Search code examples
amazon-web-servicesperformanceamazon-s3drupalcopy

Amazon S3 - how to increase bucket to bucket file copy speed?


I'm working on video migration (PHP, drupal 10) which is copying files from one S3 bucket to another one. I'm using copyObject() method of S3FileImport class to copy files.

Problem is that I have many small files (video segments) and migration takes a lot of time. I.e. 1 video can have i.e. 500 segment files and copying all of them takes about 2 minutes and I have lot of videos also.

Question: how much would copy speed increase if source files were on the same bucket? Idea is to use some bulk copy to first move all of the files to the same bucket (drupal's local storage) and then run migration. Would that make sense?

If not, any other suggestion on how to increase copy speed?


Solution

  • The copyObject() method instructs S3 to copy the object between locations. This happens totally within AWS and does not involve downloading/uploading the data. It would operate at the same speed for objects copied in the same bucket or in different buckets (as long as the buckets are in the same region).
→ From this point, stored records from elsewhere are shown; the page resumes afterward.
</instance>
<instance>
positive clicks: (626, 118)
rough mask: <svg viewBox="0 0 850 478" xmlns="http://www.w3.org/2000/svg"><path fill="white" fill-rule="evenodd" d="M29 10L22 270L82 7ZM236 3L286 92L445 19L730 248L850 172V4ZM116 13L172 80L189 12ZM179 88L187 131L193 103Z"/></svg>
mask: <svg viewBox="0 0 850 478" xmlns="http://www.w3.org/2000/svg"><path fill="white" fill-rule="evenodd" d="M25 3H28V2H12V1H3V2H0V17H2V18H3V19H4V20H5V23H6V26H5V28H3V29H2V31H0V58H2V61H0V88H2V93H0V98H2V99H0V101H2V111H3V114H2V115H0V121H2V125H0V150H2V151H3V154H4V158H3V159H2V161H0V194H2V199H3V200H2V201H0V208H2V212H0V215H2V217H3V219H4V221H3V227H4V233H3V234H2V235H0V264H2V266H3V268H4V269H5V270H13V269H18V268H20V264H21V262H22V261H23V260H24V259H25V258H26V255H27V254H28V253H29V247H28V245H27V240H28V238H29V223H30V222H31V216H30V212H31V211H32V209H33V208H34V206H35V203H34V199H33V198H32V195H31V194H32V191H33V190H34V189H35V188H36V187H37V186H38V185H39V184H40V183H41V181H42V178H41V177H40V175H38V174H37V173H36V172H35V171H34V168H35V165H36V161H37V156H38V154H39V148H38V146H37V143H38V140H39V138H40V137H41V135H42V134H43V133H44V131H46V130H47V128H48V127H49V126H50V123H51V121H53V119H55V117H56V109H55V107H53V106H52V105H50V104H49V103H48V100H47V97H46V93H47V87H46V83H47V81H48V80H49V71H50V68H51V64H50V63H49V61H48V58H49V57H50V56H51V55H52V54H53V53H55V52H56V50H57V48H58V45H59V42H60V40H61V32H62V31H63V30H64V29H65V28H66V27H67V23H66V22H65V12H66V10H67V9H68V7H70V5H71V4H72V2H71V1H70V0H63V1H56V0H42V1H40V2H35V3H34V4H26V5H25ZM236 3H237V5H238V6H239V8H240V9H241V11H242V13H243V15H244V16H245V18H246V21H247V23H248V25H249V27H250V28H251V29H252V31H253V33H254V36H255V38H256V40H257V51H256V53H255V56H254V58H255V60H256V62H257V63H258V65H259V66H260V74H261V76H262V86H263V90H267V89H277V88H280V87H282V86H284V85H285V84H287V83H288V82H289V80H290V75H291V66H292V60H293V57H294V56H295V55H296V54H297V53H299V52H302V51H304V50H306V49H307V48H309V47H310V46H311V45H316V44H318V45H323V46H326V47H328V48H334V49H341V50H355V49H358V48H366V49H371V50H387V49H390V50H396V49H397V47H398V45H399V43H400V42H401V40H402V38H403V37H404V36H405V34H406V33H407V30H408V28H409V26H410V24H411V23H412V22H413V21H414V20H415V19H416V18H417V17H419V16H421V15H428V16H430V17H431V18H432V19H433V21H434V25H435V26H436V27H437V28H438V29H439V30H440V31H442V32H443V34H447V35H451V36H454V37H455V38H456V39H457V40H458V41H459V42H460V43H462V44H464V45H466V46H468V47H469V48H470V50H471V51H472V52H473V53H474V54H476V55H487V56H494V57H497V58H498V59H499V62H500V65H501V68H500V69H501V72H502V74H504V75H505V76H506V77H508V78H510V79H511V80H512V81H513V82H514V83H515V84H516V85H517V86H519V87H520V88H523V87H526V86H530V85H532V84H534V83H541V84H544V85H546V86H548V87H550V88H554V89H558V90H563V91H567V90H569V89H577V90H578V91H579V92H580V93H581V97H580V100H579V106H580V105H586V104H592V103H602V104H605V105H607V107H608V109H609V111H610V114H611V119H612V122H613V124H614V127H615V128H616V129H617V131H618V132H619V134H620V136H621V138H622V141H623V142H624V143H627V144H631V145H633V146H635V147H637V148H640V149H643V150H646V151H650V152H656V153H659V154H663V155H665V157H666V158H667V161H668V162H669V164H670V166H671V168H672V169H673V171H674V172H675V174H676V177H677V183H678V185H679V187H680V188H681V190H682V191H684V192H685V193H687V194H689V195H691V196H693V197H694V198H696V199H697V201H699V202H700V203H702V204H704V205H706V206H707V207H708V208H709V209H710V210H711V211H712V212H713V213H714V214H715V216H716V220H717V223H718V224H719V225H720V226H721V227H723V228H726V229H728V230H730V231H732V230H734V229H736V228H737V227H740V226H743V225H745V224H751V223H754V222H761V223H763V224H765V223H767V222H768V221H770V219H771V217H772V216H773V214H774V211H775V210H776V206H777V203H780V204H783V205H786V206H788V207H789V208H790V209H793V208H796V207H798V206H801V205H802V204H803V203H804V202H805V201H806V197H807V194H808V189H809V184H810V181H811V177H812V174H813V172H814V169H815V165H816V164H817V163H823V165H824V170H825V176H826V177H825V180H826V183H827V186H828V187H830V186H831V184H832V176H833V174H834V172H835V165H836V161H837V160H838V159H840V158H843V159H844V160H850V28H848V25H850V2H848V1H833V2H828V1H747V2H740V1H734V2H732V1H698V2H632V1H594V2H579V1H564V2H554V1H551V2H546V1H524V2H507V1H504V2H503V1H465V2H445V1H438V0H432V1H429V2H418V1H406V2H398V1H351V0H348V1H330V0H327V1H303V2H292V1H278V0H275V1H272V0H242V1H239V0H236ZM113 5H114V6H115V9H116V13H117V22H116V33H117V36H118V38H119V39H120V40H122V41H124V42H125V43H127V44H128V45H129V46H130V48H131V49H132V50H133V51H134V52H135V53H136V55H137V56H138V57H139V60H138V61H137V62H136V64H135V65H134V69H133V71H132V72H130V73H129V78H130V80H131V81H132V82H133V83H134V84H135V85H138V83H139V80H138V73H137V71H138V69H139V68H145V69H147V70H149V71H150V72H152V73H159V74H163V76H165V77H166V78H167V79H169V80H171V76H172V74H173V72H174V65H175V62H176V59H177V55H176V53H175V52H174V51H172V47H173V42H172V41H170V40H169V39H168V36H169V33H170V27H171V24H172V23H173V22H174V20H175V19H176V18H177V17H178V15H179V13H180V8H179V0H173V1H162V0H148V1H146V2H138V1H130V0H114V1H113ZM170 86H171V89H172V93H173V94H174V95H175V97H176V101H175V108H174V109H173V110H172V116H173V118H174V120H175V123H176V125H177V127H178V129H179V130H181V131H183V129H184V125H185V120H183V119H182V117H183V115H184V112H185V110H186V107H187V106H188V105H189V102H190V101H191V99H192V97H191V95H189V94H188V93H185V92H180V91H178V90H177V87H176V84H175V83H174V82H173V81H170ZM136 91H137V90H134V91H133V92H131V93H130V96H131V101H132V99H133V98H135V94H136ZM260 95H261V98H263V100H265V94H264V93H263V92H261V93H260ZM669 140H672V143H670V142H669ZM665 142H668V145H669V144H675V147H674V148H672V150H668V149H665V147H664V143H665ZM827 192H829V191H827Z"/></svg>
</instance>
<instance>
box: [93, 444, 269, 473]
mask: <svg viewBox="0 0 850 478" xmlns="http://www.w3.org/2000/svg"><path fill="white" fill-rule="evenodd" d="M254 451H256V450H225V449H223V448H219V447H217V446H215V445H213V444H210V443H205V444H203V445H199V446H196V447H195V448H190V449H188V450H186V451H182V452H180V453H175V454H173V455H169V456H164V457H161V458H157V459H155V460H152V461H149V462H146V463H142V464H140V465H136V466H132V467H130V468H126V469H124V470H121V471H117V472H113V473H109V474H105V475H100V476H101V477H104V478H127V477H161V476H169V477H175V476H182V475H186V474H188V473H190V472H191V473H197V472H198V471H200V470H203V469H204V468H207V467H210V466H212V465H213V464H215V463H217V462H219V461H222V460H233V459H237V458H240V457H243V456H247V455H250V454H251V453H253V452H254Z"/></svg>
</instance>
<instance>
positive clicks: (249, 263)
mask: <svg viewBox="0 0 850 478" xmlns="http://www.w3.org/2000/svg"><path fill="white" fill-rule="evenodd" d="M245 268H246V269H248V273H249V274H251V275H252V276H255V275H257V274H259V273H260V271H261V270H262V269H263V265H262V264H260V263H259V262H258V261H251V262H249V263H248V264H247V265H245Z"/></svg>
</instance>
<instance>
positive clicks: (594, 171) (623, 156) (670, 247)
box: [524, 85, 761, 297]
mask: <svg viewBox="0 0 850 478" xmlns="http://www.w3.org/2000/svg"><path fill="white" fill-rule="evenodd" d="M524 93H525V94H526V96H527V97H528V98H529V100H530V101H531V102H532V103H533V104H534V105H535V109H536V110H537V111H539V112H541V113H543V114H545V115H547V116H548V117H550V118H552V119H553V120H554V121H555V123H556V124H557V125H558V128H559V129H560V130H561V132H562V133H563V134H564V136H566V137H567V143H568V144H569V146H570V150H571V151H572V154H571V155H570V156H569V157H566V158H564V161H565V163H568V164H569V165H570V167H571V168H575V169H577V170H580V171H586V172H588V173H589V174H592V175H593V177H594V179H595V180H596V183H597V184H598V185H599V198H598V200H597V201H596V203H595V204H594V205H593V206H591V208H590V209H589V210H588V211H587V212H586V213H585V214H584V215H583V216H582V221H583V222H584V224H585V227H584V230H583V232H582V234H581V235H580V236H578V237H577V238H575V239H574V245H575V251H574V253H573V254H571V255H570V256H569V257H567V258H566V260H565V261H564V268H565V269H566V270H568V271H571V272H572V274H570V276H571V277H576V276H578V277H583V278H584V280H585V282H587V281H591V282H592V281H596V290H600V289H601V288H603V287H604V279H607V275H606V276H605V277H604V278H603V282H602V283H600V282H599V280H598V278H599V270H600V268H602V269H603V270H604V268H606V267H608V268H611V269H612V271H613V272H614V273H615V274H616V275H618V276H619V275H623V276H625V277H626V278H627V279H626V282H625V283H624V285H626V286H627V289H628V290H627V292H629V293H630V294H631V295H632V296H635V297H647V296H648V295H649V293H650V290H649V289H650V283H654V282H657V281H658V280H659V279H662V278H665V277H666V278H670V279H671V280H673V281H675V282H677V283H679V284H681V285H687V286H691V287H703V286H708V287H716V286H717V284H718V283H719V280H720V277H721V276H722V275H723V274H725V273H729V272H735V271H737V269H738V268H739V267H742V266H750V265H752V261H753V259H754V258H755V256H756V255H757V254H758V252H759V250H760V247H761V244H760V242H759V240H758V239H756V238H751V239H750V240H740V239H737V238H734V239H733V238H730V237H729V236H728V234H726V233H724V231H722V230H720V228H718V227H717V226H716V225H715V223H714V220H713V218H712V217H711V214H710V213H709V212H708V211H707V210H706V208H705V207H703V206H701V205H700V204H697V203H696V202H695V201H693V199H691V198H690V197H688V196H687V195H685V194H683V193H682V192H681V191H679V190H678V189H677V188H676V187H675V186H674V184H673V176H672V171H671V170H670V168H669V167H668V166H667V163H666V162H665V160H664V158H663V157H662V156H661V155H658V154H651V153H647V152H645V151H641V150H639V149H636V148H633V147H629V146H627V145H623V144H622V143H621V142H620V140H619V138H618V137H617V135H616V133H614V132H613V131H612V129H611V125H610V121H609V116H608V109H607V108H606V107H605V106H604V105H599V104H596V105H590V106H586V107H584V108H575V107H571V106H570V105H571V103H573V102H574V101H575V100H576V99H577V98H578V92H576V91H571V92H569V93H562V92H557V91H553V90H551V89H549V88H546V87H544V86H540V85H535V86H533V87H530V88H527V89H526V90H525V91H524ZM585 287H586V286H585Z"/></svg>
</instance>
    The issue you are facing is that there is an overhead for each copy request -- mostly in sending the request and receiving the response. To speed-up the copy process, you can issue copy commands in parallel. That is, use multi-threading to issue more Copy commands without waiting for a response before issuing the next Copy request. That is how the AWS CLI copies files so quickly.

    The best solution, of course, is not to copy those files if possible. Perhaps you can find a way for your app to read from the actual source rather than having to copy all the objects first.